L’énergie, un bien commun essentiel qui doit être soustrait au marché et aux logiques de spéculation – Vœu approuvé à l’unanimité par les élus du Conseil Municipal de la ville de Morlaix du 2 mars 2023

Vœu approuvé à l’unanimité par les élus du Conseil Municipal de la ville de Morlaix –

Conseil Municipal du jeudi 2 mars 2023

Rapporteur: Ismaël Dupont

Flambées des coûts de l’énergie: En finir avec la spéculation sur ce bien essentiel qu’est l’énergie. Revenir à des prix régulés et à une maîtrise publique.

Depuis quelques mois, les coûts de l’énergie explosent, mettant en grande difficulté les particuliers, les entreprises, mais aussi les collectivités.

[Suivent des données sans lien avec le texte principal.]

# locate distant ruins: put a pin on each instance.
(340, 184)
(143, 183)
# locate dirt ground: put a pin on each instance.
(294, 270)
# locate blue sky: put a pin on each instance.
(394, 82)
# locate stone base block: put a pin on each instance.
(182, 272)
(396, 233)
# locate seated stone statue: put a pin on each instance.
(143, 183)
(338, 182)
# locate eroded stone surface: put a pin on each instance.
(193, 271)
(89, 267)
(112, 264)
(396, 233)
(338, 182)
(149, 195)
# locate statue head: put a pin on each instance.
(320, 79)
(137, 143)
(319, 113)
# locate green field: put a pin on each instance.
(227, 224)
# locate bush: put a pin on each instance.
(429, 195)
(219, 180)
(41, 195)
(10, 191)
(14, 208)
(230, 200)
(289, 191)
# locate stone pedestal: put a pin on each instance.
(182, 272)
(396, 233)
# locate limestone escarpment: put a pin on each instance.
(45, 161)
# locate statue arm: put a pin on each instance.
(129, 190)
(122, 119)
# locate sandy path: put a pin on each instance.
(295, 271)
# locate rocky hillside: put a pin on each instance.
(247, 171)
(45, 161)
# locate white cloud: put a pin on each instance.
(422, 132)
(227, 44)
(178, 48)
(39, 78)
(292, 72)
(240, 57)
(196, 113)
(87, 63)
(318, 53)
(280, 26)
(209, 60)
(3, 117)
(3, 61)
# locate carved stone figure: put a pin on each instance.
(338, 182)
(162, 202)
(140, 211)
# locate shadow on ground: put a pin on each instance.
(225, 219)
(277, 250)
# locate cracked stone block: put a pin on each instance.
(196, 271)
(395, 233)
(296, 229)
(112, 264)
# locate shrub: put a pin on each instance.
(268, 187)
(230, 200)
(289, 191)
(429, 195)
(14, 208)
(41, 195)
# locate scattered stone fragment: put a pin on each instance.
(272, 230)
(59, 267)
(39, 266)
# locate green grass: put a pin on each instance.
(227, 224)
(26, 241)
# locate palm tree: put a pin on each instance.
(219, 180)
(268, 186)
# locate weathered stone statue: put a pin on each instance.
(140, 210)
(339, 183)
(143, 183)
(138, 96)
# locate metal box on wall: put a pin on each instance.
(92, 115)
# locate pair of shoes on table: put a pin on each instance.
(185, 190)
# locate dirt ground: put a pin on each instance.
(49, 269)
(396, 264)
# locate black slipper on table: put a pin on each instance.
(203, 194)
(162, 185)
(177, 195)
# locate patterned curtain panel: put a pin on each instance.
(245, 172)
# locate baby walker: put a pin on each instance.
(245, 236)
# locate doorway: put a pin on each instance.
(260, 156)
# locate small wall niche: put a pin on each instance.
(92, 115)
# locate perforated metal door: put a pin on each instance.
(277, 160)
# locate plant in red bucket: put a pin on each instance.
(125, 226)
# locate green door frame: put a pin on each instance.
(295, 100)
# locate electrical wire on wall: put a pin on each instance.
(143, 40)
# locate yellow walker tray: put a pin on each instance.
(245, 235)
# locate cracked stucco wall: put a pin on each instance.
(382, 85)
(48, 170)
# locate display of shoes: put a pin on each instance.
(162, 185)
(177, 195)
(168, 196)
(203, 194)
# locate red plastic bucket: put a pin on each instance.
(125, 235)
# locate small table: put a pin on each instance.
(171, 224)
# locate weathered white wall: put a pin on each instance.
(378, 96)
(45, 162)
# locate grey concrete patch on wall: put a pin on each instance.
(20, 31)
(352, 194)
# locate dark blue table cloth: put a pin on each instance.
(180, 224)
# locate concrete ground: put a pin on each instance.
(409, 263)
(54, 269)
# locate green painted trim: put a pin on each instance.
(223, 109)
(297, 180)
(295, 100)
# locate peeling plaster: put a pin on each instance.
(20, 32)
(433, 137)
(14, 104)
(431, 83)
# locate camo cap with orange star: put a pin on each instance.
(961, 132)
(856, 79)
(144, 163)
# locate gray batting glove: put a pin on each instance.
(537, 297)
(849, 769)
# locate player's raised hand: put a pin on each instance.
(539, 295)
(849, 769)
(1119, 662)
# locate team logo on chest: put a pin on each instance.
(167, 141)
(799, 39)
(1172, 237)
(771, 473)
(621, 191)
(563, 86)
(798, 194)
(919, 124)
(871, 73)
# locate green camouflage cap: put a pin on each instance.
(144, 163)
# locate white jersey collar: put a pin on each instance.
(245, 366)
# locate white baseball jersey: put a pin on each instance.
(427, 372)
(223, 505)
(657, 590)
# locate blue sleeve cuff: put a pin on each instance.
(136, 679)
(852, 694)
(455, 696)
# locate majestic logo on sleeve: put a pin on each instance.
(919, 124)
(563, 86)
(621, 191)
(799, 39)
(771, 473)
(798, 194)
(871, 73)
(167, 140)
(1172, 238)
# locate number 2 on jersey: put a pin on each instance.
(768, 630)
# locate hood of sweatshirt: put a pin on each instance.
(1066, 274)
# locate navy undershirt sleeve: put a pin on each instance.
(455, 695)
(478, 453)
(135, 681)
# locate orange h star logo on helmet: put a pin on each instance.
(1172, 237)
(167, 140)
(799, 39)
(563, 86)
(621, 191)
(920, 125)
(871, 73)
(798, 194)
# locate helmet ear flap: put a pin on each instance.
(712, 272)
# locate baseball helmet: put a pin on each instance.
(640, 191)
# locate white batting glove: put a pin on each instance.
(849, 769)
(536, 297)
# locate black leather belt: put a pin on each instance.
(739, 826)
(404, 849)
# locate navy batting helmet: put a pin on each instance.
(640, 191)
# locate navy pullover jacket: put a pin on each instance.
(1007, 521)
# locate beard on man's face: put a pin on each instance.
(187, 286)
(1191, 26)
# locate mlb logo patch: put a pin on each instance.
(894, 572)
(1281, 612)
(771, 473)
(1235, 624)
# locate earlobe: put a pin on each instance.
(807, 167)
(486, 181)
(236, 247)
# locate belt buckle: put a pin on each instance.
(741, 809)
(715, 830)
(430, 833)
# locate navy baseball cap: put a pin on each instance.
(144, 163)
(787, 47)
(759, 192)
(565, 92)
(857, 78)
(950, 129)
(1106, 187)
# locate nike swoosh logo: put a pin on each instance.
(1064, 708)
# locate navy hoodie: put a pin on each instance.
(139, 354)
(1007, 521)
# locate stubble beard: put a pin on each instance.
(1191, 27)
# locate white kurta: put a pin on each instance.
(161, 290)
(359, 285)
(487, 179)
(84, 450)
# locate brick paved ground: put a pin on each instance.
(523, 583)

Pour certains ménages, la situation est déjà dramatique: les deux tiers des ménages en électrique sont en tarif réglementé et un quart seulement des ménages pour le gaz. Cela veut dire que nombre de familles subissent, comme les entreprises, la folie du marché, et ce d’autant plus que les commerciaux des énergéticiens ont pour tradition d’aller démarcher des publics vulnérables aux revenus modestes, souvent des personnes âgées. Et pensons au fait que le tarif réglementé du gaz s’arrête cet été…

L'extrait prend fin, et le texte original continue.